Should they obey the employer and fail the child?

Or do their best for the child and face potential disciplinary action or maybe just good old-fashioned victimisation?

Other professions have considered this issue carefully, e.g. http://www.journalonline.co.uk/Magazine/59-6/1014113.aspx.

I don’t believe teaching is unique in that Local Authorities’ priorities and those of teachers and children are always aligned, so that there isn’t even the possibility of a conflict of interest.

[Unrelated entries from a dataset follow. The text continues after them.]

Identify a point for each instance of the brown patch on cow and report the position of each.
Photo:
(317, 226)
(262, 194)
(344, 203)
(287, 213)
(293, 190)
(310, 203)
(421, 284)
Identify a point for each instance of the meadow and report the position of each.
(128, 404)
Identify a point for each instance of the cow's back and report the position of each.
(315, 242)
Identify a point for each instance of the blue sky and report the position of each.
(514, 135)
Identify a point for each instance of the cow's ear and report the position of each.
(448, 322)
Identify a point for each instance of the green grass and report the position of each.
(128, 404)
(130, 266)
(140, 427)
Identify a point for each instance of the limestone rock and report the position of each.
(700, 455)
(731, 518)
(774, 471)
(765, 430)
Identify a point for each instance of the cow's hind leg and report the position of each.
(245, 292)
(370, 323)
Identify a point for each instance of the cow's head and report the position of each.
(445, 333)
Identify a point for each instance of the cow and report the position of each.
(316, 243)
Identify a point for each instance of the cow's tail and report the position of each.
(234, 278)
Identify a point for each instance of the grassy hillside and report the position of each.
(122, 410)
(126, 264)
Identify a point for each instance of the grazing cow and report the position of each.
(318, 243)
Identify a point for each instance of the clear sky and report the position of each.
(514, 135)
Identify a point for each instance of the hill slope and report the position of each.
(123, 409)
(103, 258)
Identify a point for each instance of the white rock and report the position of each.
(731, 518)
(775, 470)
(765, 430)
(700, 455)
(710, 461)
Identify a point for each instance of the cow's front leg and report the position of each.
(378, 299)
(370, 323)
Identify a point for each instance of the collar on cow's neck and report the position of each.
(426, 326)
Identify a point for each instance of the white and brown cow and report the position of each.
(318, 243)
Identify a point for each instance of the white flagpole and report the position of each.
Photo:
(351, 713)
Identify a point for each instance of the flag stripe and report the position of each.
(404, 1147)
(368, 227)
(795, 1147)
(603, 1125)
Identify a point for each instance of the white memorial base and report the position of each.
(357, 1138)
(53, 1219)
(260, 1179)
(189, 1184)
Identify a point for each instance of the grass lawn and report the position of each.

Here is an excerpt of what I wrote to GTCS in an anonymous survey over a year ago. I hadn’t thought I would make it public so apologies for the tone:

If GTCs is going to be a regulatory body then it needs to properly investigate complaints. We complained about the headteacher [our child’s], yet our complaint was thrown out without us having SEEN their evidence [the school and council], nor having had the chance to rebut it. This falls short of basic legal protections. So people THINK there is accountability when in fact there is not. Fitness to Teach needs to be a robust legal procedure, or nothing at all. A wishy-washy half way house is worse than nothing because it creates the illusion that accountability is possible. Will there come a day when a headteacher will be disciplined by GTCs for misleading parents, when that is what their employer has wanted them to do? When we were falsely told twice by the headteacher that the nursery was full, the local health visitor was told the same thing, but by Pupil Placement. And, strangely enough, the local authority where I live had one of the lowest rate of “discretionary” deferrals in the country i.e. those children born between mid-Aug to December. The evidence suggests the council WANTED deferrals to be denied, by whatever means. Of course they were going to back up the headteacher during our Fitness to Teach complaint. 

Will GTCs emphasise to teachers that their overriding duty is to children first, and employers last? Headteachers said directly to me at the Engage [for Ed] event with John Swinney in November 2016 that they have to do what their bosses want, even where it goes against their own professional opinions. They were acting like administrative clerks, not reflective practitioners. They were falling far short of the Standards for Leadership & Management. How will THEY be held to account for failing those children? At our child’s previous school, several parents complained during an ES inspection 3 years ago yet the report was still excellent. 

How are parent voices to be REALLY heard? How are children’s needs to be met? How can senior staff be held accountable when neither GTCs nor ES appear to have the inclination to judge against “professionals like themselves”? How can junior staff follow their professional duty when those above are failing in theirs? Staff giving honest opinions to parents are being disciplined by bosses for going against “policy”. The education system needs to get a grip on itself and see that the culture of compliance, and a false sense that everything is fine are undermining the very foundations of our education system. I know several children whose lives have been harmed by these attitudes.

12. Conclusion

As both parent and teacher, I would dearly love GTCS – our Regulator – to consider the obvious:

If local authority officers (usually Headteachers who have been promoted) – who put pressure on teachers to go against their professional duties – were properly disciplined by GTCs (and SPSO), then the culture would improve, if only because they would know they’re more likely to get caught. That would protect those teachers who want to do their best for their pupils but who, right now, are too scared of their employers to do so.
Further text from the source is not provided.